第7話 死体会議
溢れ出る言葉が一つも音になることなく、お母さんは口をパクパクさせている。眉間に皺を寄せ、怒りで吊り上がった顔を小さく横に振っていた。
僕は何をしていいか分からず、その場でただ立ち尽くしたまま。少し足を動かせば、床に垂れた血液が線を描いた。足の裏が強く脈打っている。全身の重さはまだ残ったままだった。
お母さんは机の上に置かれた拳をわなわなと震わせる。そして、
「私のモノなのに、どうして……」
小さなつぶやきが空気を震わせた。世界から音を消し去ってしまったかのように、家の中から音が消える。置き去りにされた電子レンジだけが、空気も読まずに「ピピ」と僕らを呼んでいる。
父親が大きく息を吐いた。
「やっぱりそうなんだな」
僕はただ黙って2人を見つめる。世界が湾曲して、膨らんでいく。僕が小さくなってしまったようだった。エアコンの風が僕にぶつかって、体が芯から冷えてく。

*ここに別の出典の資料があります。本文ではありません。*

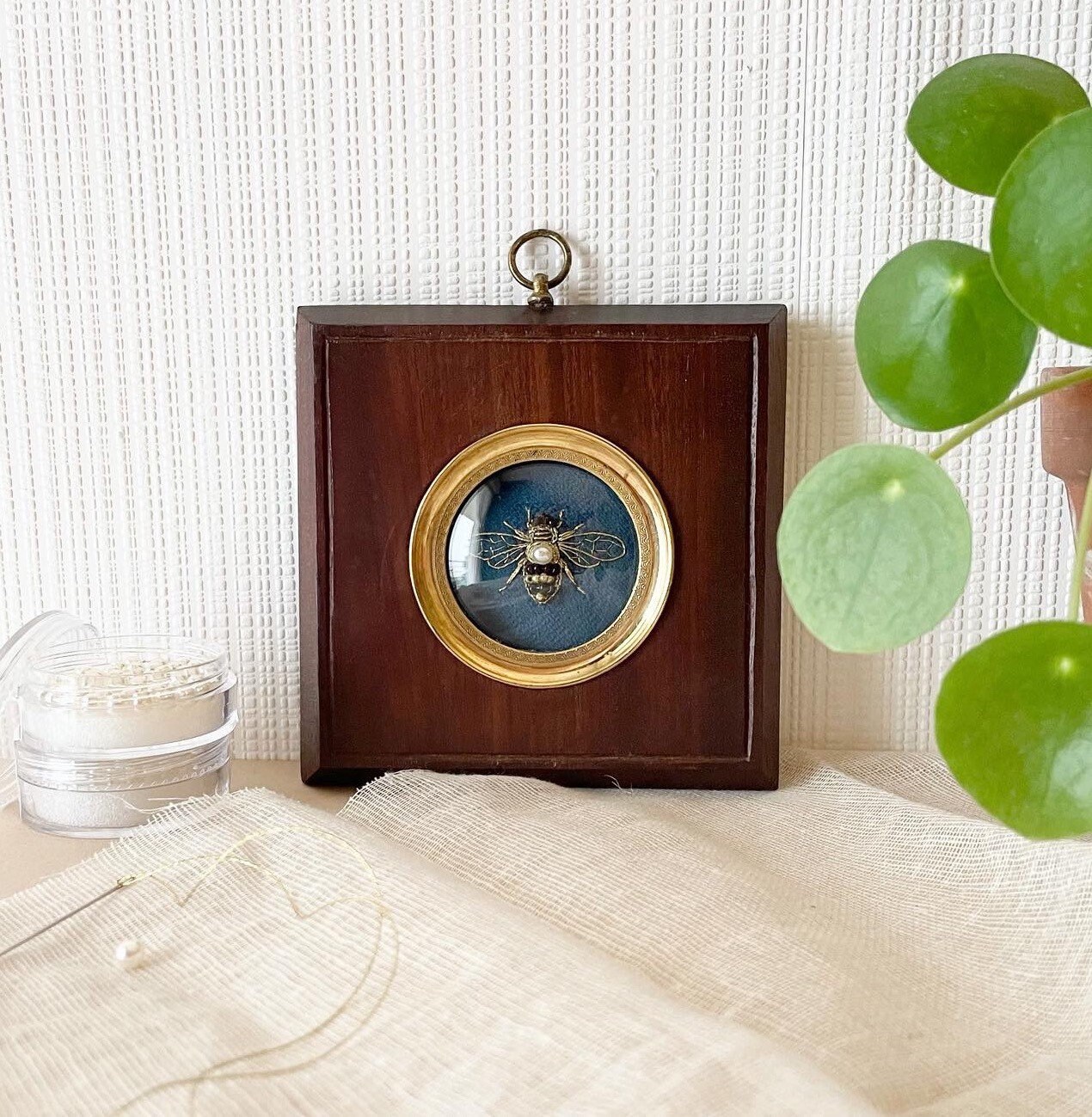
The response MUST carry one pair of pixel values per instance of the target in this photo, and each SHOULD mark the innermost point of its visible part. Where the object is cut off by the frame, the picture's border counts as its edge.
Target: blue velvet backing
(512, 617)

「悠飛の時から、そうなんじゃないかって思ってたんだ」
「だったら何よ。分かってるならどうして私だけのモノにならないの⁉︎」
お母さんが机を叩いて立ち上がる。椅子が大きな音を立てて倒れた。
「俺は君のモノだよ。だからなんでも言うことを聞くさ。でも、それとこれとは別だろ」
唇を噛み締めるお母さんに、父親は続ける。
「もうおまじないは終えた。早ければ今日……遅くとも明日には彼女が帰ってくる」
「嘘よ。信じない。……悠飛、お父さんをどうにかして」
お母さんが僕を見下ろした。どうにか、どうにか。「どうにか」が繰り返されるばかりで、僕の体は動かない。時計の音が妙にうるさい。二人の声もどんどん大きくなっている。

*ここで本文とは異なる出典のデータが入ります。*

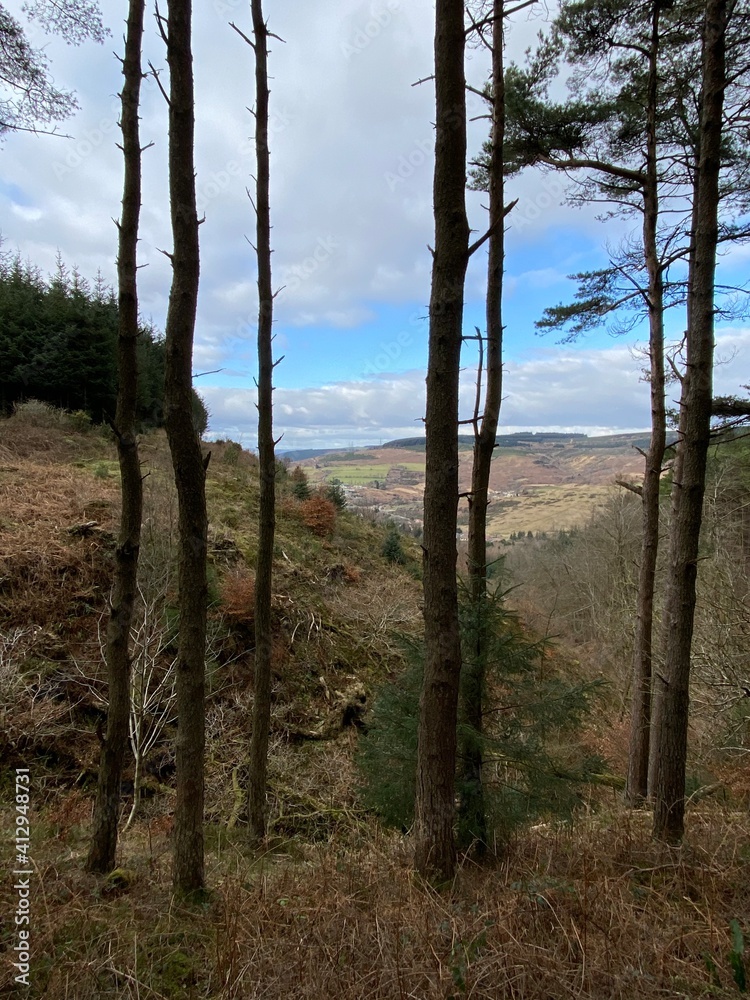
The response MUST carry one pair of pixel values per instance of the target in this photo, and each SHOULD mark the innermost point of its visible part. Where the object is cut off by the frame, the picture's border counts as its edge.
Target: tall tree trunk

「悠飛がいつか好きな人ができて、結婚する。その時も君はそう駄々を捏ねるつもりなのか? 次は俺を使って」
「そんな日は来ない! 悠飛は私のモノで、私は、あなたも悠飛も愛してる!」
「……君だって、お義母さんのモノだろ」
お母さんの目がこぼれ落ちそうなほど見開かれる。何かを言おうとした口は、開きかけのまま止まった。
「それとも、ボケたらおまじないは無効なのか?」
追い打ちをかけるように父親が言う。僕は2人を黙って見つめていた。落ちた時計が目の前に転がっている。巨大な針が僕を指して、またズレていく。時計の黒縁に僕の顔が反射した。小さくなった僕は、時計から放たれる爆音とうるさい沈黙に耳を塞いだ。
鼓膜が破けてしまうと思った。これ以上聞いてはいけないと思った。
聞いたところで、僕の日常は変わらない。ただ父親がいなくなるか、家に住人が増えるだけ。何も変わらない。だって僕はお母さんのモノなのだから、黙って望まれるがままここに住んでいればいい。

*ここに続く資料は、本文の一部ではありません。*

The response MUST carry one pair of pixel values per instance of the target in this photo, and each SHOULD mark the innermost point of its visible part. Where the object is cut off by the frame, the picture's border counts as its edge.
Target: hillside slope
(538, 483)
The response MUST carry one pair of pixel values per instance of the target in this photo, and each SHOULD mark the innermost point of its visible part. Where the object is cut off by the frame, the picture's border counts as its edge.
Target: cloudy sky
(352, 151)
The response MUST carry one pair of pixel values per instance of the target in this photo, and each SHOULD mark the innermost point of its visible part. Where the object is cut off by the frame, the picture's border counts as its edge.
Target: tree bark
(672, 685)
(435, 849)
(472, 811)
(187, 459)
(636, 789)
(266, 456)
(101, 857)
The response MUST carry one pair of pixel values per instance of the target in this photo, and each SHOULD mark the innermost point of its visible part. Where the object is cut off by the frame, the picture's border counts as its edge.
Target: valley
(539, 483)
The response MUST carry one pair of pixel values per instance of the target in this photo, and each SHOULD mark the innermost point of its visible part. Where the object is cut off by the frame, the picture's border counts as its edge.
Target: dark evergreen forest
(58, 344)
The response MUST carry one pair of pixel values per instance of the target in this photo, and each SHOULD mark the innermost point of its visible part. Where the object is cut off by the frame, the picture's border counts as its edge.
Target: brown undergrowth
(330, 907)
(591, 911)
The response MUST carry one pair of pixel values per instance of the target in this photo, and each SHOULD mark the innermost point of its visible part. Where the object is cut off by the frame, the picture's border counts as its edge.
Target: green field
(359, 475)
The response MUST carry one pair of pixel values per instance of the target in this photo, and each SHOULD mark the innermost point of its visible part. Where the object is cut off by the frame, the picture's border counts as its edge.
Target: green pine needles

吐き気がした。視界が揺れる。僕が揺れている。耳を抑えて、目を抑えて、頭を抑えて。顔に触れる手が不快だった。酷く汚れている気がして。全身から漂う腐臭が鼻を刺して、ついに僕は鼻を摘んだ。その手も不快で、頭に繋がる首が、胴体が、腕が、足が、不快で、不快で、不快で。
80センチの僕は、その場にしゃがみ込んだ。黒縁に、死体が映ってた。